L’Espérance arrives in Quebec City after Atlantic crossing

Photo: Marc-Antoine Jean

L’Espérence arrived in Quebec City after a two-month crossing of the Atlantic during the filming of La grande traversée.

The tall ship L’Espérance arrived safely at the Port of Québec on July 28 after a 50-day Atlantic crossing that started in La Rochelle, France, on June 4. 

Ten adventurous souls from regions across Canada made the trip in the same conditions as New France’s first settlers as part of a Radio-Canada television program, La grande traversée, which will air next year to mark Canada’s 150th anniversary. Also on board was a crew of 31 and six members of the film crew.  

The co-hosts for the major television documentary, navigator Mylène Paquette and television host Francis Reddy, were on hand to greet the “settlers” at an event held in their honour in front of the Église Notre-Dame-des-Victoires at Place Royale. During the ceremony, surrounded by their families and dignitaries, the settlers presented Patrick Voyer, a member of Quebec City’s executive committee, with a commemorative plaque given to them by Jean-François Fountaine, the mayor of La Rochelle. 
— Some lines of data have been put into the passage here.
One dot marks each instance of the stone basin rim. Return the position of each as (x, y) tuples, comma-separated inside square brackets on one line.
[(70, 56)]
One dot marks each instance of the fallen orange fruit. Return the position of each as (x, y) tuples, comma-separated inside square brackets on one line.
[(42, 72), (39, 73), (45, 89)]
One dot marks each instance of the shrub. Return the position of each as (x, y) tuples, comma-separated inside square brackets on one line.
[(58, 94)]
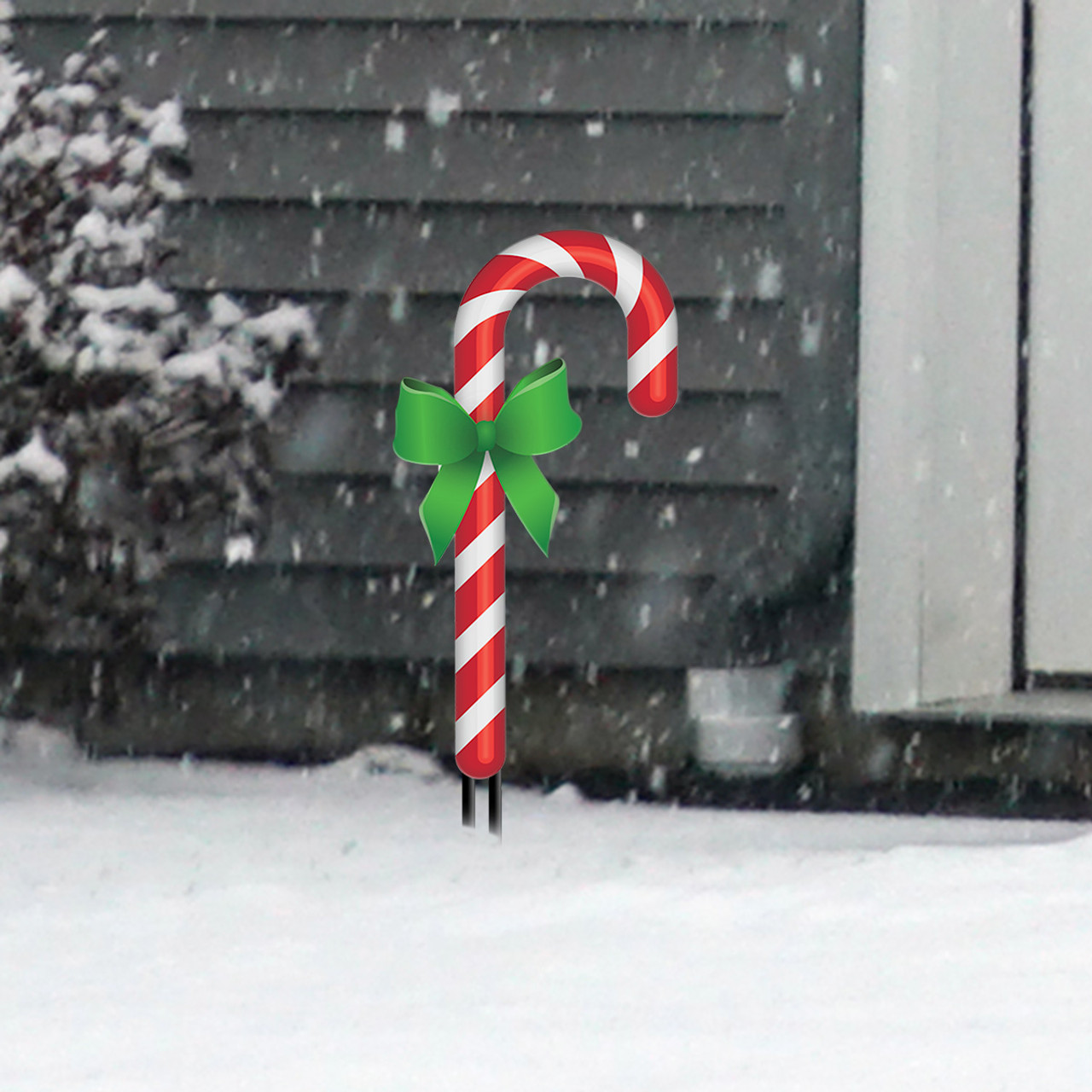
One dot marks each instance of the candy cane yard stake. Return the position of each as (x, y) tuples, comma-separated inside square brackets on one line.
[(485, 445)]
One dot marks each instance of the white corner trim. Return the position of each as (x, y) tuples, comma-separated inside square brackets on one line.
[(937, 396)]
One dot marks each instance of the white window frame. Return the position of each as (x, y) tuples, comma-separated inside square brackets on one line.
[(939, 304)]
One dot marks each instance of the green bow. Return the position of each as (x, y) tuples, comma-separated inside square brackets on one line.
[(432, 427)]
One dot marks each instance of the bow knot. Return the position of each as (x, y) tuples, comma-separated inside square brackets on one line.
[(432, 427), (487, 435)]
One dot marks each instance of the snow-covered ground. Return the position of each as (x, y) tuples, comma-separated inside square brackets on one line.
[(187, 926)]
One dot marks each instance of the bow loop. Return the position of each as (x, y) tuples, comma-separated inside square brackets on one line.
[(432, 427)]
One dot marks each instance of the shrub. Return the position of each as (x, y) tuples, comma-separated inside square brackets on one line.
[(123, 410)]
The success of this unique television event depends on the work of a seasoned creative team that hasn’t left anything to chance to showcase one of the longest and most authentically re-enacted historic tall ship voyages ever undertaken.

The 10 volunteers, whose ancestors were colonists, lived in authentic conditions aboard the ship, taking turns sleeping in four hammocks, and cooking on a charcoal stove while the technicians and camera crew slept in a slightly more luxurious cabin with wooden bunks and had meals prepared in a modern galley. 
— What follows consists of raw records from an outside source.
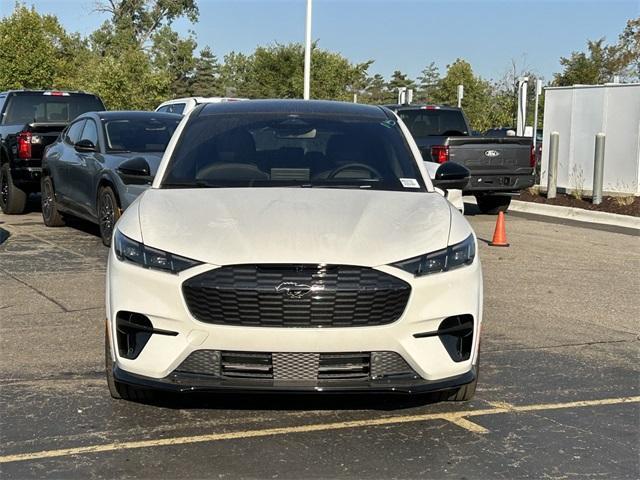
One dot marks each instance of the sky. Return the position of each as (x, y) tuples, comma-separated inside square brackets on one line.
[(401, 35)]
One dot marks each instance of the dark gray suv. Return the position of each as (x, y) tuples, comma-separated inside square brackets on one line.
[(100, 163)]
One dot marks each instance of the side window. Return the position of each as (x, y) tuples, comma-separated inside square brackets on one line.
[(176, 108), (2, 101), (90, 132), (73, 133)]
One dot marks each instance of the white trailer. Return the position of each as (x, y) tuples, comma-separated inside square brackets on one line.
[(578, 113)]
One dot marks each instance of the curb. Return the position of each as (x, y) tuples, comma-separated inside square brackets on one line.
[(577, 214)]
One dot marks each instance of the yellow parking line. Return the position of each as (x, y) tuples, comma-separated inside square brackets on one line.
[(468, 425), (458, 418)]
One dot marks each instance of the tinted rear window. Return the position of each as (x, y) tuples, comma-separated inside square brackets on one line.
[(425, 123), (281, 149), (176, 108), (37, 107), (139, 134)]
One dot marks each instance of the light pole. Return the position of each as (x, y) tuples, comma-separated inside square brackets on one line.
[(307, 54)]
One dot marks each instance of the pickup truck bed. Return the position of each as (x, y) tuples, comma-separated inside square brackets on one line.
[(500, 167), (31, 120)]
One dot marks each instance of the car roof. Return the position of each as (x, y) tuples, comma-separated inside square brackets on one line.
[(314, 107), (422, 106), (29, 91), (200, 100), (133, 115)]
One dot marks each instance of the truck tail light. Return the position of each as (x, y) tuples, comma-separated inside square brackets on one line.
[(440, 153), (532, 157), (24, 145)]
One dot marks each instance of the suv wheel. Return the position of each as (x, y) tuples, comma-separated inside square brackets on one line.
[(493, 204), (108, 213), (13, 200), (50, 214)]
As the ship neared Newfoundland, weather conditions in the North Atlantic were extremely rough, with 30-foot waves. Crew members had to clip themselves on to safety lines to cross the decks and those who were below deck had to wedge themselves into their bunks. Everything had to be lashed down, including the livestock. 

Some animals were on board, at least for most of the trip. Ten chickens were housed in a wooden hen house on the open deck behind the galley and provided fresh eggs for the crew during the crossing. As the ship approached Canada, and fresh eggs were no longer required, the chickens provided the base for a delicious soup… Fiji, the ship’s cat, made the trip all the way from the ship’s homeport in Lunenburg, Nova Scotia, to France and back to Canada! 

At the welcome ceremony, Mélanie Joly, minister of Canadian Heritage, said, “The 150th anniversary of Confederation gives us a unique opportunity to celebrate the wealth of our history. Thanks to the documentary adventure series La grande traversée, to be broadcast on ICI Radio-Canada Télé, ICI RDI and ICI Explora, Canadians will discover the incredible journey of the first French colonists in 17th-century New France. Ten Canadians will help us relive the historic crossing of the Atlantic.” 

The ship’s actual name is the Picton Castle, which operates out of Lunenburg, Nova Scotia, as a sail-training vessel. Originally built in 1928 as a Welsh fishing trawler, she served as a minesweeper for the Royal Navy during World War II, and for a time hauled freight in the North and Baltic Seas. In 1996, she was taken to Lunenburg for a two-million-dollar refit. A clipper bow was welded in place, three steel masts added, and she slowly became a square-rigged barque. 

You can read Captain Daniel Morland’s Ship’s Log about their Atlantic crossing online at www.picton-castle.com. After this re-enactment cruise is over and the documentary filming is complete, the ship’s hull will be repainted its original white colour and the Picton Castle will reclaim its proper name.